Director and Professor of Urbanism and Architecture at Mexico City's Universidad Iberoamericana, José Luis Cortés, presented a bland, generalized reflection entitled Urban Art and City. He focused on 4 universal phenomena in the context of Mexico City: from city growth to urban monuments occupying public space. Néstor Garcí­a Canclini, however, challenged the visiting public with a compelling argument, entitled Spectacular Comforts in a Megalopolis, which analyzed the aesthetic ritualization of the public field present in both billboards along the Periférico freeway and the ABCDF exhibition (and subsequent 1500 page book) hosted by the National Fine Arts Institute (INBA) in Mexico City. The philosopher-author who coordinates the Urban Studies Program at the Universidad Autónoma Metropolitana stated, "Two experiences from recent years propose grandiosity as an urban embellishment in Mexico City. One of them is the group of enormous signs that transform the Periférico freeway and other main avenues; strange public galleries of advertising art. The other was the ABCDF exhibition, which continues its existence through the 1500 page book that accompanied it. The book circulated and continues to circulate widely both in Mexico and abroad, proposing a visual repertoire housed within the structure of an alphabetical catalogue of the 'deepest aspects' of the Mexican capital city. Between spectacle and fetishism both proposals contrast apocalyptic diagnosis with routine urban policies, altering the current conditions in which art and city can be re-thought."

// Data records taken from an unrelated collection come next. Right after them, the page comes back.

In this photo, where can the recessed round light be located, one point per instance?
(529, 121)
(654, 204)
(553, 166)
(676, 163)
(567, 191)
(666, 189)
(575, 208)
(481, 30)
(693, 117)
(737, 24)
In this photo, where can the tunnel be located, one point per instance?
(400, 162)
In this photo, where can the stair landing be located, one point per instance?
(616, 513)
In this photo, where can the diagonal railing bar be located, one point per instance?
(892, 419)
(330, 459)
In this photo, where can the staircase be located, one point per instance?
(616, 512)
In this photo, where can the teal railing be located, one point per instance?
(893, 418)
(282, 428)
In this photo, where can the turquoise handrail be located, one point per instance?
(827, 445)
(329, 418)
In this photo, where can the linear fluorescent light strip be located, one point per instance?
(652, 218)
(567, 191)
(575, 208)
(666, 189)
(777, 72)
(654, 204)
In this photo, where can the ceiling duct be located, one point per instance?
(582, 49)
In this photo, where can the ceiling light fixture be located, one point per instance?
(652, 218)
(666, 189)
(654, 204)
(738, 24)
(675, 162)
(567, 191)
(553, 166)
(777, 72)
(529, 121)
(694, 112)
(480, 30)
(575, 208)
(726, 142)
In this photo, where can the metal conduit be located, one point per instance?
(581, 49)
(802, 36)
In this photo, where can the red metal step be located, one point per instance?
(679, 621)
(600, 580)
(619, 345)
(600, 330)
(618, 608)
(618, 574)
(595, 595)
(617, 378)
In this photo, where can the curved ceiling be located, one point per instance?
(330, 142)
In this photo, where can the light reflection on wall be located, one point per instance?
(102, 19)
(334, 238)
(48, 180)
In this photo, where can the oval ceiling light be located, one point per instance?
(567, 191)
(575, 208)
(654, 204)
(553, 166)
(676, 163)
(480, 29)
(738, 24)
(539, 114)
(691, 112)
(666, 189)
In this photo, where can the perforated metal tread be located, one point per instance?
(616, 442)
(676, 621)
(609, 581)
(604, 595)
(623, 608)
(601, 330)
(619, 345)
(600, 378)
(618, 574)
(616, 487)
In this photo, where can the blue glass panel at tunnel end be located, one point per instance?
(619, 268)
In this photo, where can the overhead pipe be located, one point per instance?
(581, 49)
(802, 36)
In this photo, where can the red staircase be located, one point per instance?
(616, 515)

Although Shuddhabrata Sengupta did provide examples from his working project the Raqs Media Collective from New Delhi - in particular the installations 28°28°N/77°15°E: 2001/2002 (presented at Documenta 11, Kassel, 2002) and Location(n) (presented at Emoção Art.ficial, Itau Cultural Centre, Sao Paulo, 2002) - he structured his platform around an allegoric mirage of city glimpses and also noted what Mackenzie Wark has called "Globalization from Below." Sengupta eloquently commented, "A city is a provocation for acts of making meaning, a map waiting for a reader, an invocation that always awaits its messenger. Crowded with experiences, people, memories and histories, city spaces demand interpretation and inscription. Streets ask for signs. Crossroads, intersections, overbridges, cul de sacs and grids wait to be written on to imagined topographies. [ç] Emotions exist as well as the placing of times. Global nights and days. State of jetlag, always. Daily biorhythms are lit by millions of network screens. Sleeping with waking. Hunger with stimulation. The traveling of emotions across timezones. Cities at peace with themselves? Constant civil war. Master plan and the moment. An array of identities under the underpass. City as provocation. The city demands interpretation and answers! As well as a city that renews itself at every step. We are forever reaching destinations inside the city and in our own lives, that address each of us as long-term inhabitants, transients, strangers and hostages. We may be hostages to the city but we also hold the keys to our own freedom within it. Some of these keys are artworks, and the things that can be made from the residues, as well as anticipations of various artistic practices."